Every bill creates winners and losers. Here's who stands to gain and who bears the cost.

Who Benefits

  • Older adults (65+) and dependent adults — Gain an opt‑in third‑party alert and longer, clearer notice opportunities that reduce the risk of sudden disconnection and give caregivers time to intervene.
  • Residential customers generally — Receive standardized, legible notices that explain amortization and assistance options and a guaranteed pre‑termination contact attempt, reducing surprise shutoffs.
  • Consumer and legal-aid advocates — Obtain clearer procedural hooks to challenge wrongful terminations because the bill creates definable notice and contact thresholds and mandates free restoration where those thresholds aren’t met.

Who Bears the Cost

  • Municipal utility districts — Must update billing calendars, notice templates, and IT logic to compute the delayed cure period; add staffing or vendor oversight for phone/in‑person contact attempts and recordkeeping.
  • Collections and field service contractors — Face new protocols, proof-of-contact requirements, and potential scheduling changes that increase labor time per shutoff attempt.
  • Ratepayers/taxpayers in small districts — May ultimately absorb higher administrative costs if districts increase staffing or shift collection costs, particularly where districts opt to provide expanded outreach or maintain third‑party notification registries.

Key Issues

The Core Tension

AB 1945 balances preventing sudden, harmful residential utility shutoffs — especially for seniors and dependent adults — against imposing new timing, outreach, and documentation duties on municipal utilities; the central trade‑off is between stronger consumer safeguards and the operational and fiscal burden those safeguards place on districts and their vendors.

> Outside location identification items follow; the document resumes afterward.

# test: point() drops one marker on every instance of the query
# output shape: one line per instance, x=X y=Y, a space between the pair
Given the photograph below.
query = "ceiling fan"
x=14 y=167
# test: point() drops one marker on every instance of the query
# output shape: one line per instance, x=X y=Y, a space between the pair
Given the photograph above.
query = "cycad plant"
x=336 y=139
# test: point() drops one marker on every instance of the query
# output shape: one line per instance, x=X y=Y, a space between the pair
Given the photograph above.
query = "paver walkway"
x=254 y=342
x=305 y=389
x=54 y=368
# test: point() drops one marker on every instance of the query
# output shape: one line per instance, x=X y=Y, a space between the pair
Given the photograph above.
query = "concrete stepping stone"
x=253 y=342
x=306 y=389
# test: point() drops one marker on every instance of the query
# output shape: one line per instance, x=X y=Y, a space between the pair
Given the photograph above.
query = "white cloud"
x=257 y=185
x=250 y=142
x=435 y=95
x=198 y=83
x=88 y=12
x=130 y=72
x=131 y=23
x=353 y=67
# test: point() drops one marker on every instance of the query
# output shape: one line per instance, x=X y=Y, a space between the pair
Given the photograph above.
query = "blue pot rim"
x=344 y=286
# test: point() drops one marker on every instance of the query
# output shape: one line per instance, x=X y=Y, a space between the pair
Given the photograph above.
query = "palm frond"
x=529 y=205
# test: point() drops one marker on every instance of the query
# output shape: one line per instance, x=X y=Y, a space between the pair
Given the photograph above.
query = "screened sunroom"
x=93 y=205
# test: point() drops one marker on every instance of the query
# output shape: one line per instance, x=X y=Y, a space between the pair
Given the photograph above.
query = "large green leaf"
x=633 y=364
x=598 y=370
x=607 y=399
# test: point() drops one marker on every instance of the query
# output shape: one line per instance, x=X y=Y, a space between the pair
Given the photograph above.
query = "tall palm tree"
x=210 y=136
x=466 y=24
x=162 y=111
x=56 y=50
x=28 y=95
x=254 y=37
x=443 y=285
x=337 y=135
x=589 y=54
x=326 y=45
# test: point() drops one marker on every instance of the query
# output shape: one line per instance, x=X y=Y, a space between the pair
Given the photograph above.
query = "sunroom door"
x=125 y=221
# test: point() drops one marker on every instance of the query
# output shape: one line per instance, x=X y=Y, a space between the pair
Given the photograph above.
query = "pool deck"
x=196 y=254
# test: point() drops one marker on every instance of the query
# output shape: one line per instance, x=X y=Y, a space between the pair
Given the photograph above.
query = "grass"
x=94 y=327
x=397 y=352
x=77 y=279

The bill introduces operational precision but leaves several practical questions open. The timing language — prohibiting mailing the notice earlier than 19 days after the bill and then delaying the 10‑day cure period until five days after that mailing — creates a nonintuitive minimum interval before termination; utilities will need clear guidance and system updates to compute those dates accurately. "Make a reasonable attempt" to contact an adult at the premises is a flexible standard that will require administrative definitions (number of phone attempts, acceptable time windows, how to document door knocks) to avoid disputes.

The third‑party notification option protects vulnerable customers but raises privacy and recordkeeping obligations (consent forms, opt‑out procedures, timely transmission of alerts) without providing funding for implementation.

The bill also tightens protections in ways that can increase collection costs or delay recoveries. Requiring paid restoration for wrongful terminations creates a financial exposure for districts, and the requirement to include amortization and assistance information may increase calls to district help lines — all predictable administrative burdens.

Finally, excluding prepay program participants leaves a class of customers without these procedural protections; districts and advocates may clash over which customers should be covered and how the differences affect equity of access to utility service.